Somut olayda davacı vekili 2015 yılı Ocak ayı itibar ile ücret alacaklarının ödenmediğini iddia etmiştir. Mahkemece, davacının banka hesabına maaş ve maaş avansı açıklamaları ile yapılan ödemeler dikkate alınarak mahsup yapılan bilirkişi raporuna itibar edilerek hüküm kurulmuş olup, davacının ücret alacağına ilişkin dönemde … ve … tarafından davacı hesabına 16/03/2015 tarihinde yapılan 9.252,00-TL ödemenin neden ücret hesabından mahsup edilmediğine ilişkin bir değerlendirme yapılmamıştır.

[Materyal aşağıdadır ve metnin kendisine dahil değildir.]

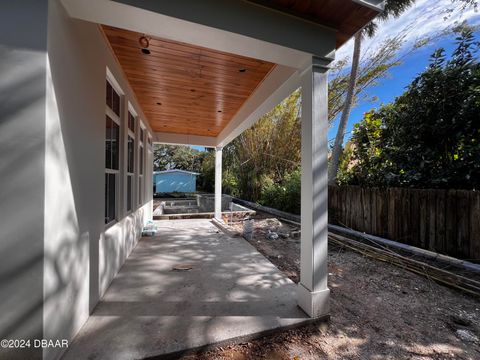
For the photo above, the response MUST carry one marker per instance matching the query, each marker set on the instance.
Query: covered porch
(188, 288)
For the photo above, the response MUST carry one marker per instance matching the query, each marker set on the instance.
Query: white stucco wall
(23, 40)
(81, 255)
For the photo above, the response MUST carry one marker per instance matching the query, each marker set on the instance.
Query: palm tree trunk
(352, 84)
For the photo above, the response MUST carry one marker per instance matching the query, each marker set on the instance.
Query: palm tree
(393, 9)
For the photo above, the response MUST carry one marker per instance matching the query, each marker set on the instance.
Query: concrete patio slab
(230, 292)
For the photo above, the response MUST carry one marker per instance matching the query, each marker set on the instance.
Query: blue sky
(425, 18)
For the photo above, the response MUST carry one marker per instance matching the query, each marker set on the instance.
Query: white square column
(218, 183)
(313, 293)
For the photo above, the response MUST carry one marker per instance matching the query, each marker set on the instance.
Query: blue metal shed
(175, 181)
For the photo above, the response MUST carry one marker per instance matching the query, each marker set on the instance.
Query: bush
(283, 196)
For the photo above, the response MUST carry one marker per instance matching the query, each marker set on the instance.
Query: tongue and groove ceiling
(182, 88)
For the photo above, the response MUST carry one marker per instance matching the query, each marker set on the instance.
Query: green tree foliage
(169, 157)
(429, 136)
(265, 152)
(284, 195)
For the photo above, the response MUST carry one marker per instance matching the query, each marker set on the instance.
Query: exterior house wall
(23, 62)
(81, 255)
(175, 181)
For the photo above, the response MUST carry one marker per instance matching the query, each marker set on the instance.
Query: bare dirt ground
(378, 311)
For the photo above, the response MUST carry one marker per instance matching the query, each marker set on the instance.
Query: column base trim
(314, 304)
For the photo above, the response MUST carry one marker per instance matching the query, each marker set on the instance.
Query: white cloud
(424, 18)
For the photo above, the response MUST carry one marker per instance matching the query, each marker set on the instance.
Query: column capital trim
(318, 65)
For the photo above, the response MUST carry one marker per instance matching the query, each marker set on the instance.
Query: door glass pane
(111, 196)
(109, 95)
(130, 154)
(115, 145)
(108, 143)
(131, 122)
(129, 192)
(106, 199)
(141, 160)
(116, 103)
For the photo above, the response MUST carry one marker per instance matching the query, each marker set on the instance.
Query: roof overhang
(284, 33)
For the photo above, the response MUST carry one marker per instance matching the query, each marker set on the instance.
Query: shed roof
(175, 170)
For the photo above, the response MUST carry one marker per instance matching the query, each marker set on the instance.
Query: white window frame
(141, 163)
(131, 134)
(118, 120)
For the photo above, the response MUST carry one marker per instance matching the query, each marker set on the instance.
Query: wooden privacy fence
(444, 221)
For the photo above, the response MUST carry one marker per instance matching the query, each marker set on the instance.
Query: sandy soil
(378, 311)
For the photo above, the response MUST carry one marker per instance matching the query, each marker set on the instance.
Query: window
(113, 99)
(141, 164)
(131, 122)
(112, 153)
(130, 160)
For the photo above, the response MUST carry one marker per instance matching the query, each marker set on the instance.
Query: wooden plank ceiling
(346, 16)
(182, 88)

Mahkemece, davacının davayı somutlaştırma yükü (HMK m.194), hakimin de davayı aydınlatma yükümlülüğü (HMK m. 31) bulunduğu göz önüne alınarak, davacının bu ödemeye ilişkin beyanı alındıktan sonra davacının dava dilekçesinde ücretinin bir kısmının davalı şirket tarafından kalan kısmının davalı şirket çalışanları … ve … tarafından banka hesabına yatırıldığı iddiası ve davalının davacıya tüm ödemelerin banka aracılığıyla yapıldığı, şirket hesabından hariç hesabına bir giriş var ise de, bunun teknenin masrafları için olduğunu savunması tüm delillerle birlikte bir değerlendirmeye tabi tutularak sonucuna göre karar verilmesi gerekirken, eksik inceleme ile yazılı şekilde karar verilmesi hatalı olup bozmayı gerektirmiştir.
Sonuç:
Temyiz olunan Bölge Adliye Mahkemesi kararının, yukarıda yazılı sebeplerden dolayı BOZULMASINA, dosyanın kararı veren Bölge Adliye Mahkemesine gönderilmesine, peşin alınan temyiz karar harcının istek halinde ilgiliye iadesine, 18.01.2021 tarihinde oybirliğiyle karar verildi.